[RegCNET] Distributed RegCM runs

bixq bixq at ictp.it
Mon Nov 23 16:41:12 CET 2009


Dear Maurice:

I should thank you for your efforts firstly.

On Mon, 23 Nov 2009, Maurice.McHugh at noaa.gov wrote:

> Hello again,
>
> I can get RegCM running in parallel on 12 CPUs on 2 different servers, but while the instances of the model are
> definitely running I do not see any evidence of any output, nor do short 
> model runs actually end.  I think what I am seeing is a requirement for 
> a shared filesystem.
>
> The questions I have are:
> * Do all CPUs have to be able to communicate with each other while Running RegCM?

Yes, if you array those CPUs but numbers, then #1 will communicate with 
#2, #2 to #3, ..., and also #2 to #1, #3 to #2 in the opposite direction. 
>
> * How does RegCM coordinate output creation from many CPUs; i.e. does the RegCM instance on the master
>  node generate the output, or do all CPUs write to the same files?

Only the master node (#0) reads/writes output from/to harddisk.
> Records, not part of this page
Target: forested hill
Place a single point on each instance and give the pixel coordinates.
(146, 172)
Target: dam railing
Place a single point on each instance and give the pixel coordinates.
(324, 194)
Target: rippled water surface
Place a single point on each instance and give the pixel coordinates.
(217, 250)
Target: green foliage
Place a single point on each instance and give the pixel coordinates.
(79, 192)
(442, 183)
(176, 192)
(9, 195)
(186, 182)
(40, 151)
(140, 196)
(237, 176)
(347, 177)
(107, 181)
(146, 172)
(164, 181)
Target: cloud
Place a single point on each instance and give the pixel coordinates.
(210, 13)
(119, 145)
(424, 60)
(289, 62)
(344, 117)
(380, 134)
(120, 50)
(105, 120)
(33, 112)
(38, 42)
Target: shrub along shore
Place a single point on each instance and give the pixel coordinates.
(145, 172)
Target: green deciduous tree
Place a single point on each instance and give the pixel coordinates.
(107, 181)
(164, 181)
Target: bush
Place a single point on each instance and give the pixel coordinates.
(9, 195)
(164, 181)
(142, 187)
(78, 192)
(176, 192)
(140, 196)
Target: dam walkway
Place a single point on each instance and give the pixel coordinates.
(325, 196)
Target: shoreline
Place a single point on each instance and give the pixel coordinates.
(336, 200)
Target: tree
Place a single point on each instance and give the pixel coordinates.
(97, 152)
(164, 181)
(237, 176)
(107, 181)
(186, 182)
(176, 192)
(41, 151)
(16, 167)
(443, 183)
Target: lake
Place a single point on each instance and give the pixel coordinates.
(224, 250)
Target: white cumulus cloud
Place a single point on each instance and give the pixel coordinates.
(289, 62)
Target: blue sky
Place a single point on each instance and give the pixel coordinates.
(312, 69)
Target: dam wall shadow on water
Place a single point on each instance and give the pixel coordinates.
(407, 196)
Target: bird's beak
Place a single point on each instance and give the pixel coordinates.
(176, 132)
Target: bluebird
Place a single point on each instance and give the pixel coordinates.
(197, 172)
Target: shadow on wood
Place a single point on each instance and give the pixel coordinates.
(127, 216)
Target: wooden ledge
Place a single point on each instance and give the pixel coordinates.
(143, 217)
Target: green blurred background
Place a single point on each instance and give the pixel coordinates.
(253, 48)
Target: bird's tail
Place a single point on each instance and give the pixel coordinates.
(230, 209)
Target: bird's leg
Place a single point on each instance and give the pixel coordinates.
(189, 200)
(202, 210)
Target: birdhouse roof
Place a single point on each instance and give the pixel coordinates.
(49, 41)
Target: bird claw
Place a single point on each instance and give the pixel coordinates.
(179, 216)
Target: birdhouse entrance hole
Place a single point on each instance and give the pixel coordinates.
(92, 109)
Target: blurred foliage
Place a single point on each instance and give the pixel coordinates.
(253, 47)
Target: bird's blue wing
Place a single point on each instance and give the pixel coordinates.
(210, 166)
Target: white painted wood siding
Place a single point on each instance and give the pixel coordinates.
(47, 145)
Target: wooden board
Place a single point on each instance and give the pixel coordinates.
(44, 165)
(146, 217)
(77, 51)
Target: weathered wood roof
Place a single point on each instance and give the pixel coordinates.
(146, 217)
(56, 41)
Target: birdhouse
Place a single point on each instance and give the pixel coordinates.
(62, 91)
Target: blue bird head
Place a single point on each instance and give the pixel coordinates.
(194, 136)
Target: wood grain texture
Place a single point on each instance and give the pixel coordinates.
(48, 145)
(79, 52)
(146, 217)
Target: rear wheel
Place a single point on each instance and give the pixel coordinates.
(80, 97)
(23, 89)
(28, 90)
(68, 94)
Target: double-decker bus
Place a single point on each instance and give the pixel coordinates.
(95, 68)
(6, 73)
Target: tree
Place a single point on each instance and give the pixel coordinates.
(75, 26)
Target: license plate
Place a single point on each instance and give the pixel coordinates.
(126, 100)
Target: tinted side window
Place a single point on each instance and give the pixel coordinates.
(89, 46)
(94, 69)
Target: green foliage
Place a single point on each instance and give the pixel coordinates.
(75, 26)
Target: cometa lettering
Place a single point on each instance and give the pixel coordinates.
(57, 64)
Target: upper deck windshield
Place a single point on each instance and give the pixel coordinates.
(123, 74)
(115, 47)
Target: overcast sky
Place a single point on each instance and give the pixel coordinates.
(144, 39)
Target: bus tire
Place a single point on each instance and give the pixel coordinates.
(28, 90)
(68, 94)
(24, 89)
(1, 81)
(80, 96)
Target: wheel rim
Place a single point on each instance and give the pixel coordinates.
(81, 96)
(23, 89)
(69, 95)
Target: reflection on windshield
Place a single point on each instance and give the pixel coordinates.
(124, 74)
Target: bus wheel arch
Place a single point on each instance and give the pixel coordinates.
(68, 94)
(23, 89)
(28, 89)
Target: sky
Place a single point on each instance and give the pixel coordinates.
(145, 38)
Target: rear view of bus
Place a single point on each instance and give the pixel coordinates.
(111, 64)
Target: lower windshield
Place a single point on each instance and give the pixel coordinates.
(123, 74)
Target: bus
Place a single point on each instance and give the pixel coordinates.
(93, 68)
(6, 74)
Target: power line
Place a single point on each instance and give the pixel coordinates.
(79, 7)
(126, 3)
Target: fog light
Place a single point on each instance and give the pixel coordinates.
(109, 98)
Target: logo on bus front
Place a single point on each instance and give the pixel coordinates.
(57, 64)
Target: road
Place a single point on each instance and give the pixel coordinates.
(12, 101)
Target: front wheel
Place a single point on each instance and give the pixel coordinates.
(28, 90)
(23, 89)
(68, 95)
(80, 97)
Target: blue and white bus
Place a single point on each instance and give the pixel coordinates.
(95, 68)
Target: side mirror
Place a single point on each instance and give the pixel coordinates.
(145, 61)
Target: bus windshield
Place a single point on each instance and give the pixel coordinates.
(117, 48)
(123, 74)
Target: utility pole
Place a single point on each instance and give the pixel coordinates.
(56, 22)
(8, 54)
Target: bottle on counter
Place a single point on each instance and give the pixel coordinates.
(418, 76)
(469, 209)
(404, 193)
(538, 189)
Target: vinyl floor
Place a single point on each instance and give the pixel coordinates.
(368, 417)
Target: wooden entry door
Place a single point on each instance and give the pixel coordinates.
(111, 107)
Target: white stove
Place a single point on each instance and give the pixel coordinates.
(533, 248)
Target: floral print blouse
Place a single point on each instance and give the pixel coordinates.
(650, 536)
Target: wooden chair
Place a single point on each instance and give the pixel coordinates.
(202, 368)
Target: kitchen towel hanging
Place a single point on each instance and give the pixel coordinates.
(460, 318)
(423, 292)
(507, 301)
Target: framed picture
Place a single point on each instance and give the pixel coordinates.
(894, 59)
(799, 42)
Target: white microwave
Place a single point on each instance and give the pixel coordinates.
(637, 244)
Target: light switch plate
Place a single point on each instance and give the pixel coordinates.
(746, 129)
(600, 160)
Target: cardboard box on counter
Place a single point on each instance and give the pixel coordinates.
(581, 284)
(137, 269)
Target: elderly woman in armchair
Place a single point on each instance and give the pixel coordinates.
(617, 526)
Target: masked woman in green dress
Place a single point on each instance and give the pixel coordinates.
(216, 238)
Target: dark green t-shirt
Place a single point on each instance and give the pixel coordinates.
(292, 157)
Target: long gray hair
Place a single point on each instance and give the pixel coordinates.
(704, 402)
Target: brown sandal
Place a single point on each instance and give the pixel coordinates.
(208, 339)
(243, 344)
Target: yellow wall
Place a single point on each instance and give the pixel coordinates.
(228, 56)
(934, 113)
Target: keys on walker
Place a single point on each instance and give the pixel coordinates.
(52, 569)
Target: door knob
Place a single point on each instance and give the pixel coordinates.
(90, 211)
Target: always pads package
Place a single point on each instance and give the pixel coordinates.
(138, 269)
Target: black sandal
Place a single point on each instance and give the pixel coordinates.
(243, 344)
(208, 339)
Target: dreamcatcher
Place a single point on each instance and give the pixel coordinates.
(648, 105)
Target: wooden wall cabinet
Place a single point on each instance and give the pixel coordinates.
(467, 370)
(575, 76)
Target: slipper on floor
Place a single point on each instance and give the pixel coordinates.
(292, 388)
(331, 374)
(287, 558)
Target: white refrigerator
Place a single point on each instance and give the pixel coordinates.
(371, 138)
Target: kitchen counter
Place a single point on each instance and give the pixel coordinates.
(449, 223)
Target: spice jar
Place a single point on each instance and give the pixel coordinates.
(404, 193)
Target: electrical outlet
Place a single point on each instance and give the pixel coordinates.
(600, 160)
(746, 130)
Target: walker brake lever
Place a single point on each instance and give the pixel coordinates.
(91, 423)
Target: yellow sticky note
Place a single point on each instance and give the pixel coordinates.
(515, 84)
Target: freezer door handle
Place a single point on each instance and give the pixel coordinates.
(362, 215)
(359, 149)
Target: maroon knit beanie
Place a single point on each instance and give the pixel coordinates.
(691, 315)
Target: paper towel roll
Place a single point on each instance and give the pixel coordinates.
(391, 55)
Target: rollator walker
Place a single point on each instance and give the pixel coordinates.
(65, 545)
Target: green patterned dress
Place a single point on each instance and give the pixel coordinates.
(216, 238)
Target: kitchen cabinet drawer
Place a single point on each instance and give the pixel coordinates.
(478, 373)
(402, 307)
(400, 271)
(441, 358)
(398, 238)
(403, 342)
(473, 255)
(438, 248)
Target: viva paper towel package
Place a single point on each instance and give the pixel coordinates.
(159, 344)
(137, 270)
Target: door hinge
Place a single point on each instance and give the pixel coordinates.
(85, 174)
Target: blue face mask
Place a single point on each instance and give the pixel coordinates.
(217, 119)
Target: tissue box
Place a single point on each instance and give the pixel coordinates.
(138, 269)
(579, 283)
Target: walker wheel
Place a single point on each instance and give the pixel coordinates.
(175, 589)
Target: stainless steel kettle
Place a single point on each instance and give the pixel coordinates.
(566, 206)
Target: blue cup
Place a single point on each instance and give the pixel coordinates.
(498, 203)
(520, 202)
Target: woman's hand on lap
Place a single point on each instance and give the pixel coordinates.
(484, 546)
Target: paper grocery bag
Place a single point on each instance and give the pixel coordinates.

All the 
terminar message written from master node.
>
> * Another issue that puzzles me is that when I run RegCM in parallel on a single server I see output to the
> screen from RegCM, I do not see this when distributing processing onto a 
> second server in addition to the master server.

Does the simple code (I'll find the link for you later) works ?
>
> I have successfully run RegCM on several dozen CPUs before, but on a single beowolf system using llsubmit etc.
>  What I am trying to do here is to distribute processing across dozens 
> of CPUs on different servers that do not have a shared filesystem - so 
> CPUs on one server cannot write to files on another server, not can the 
> CPUs intercommunicate.

I have no experience about this.
>
> I would really appreciate it if anyone can shed some light on the mechanics of how RegCMs parallelization works.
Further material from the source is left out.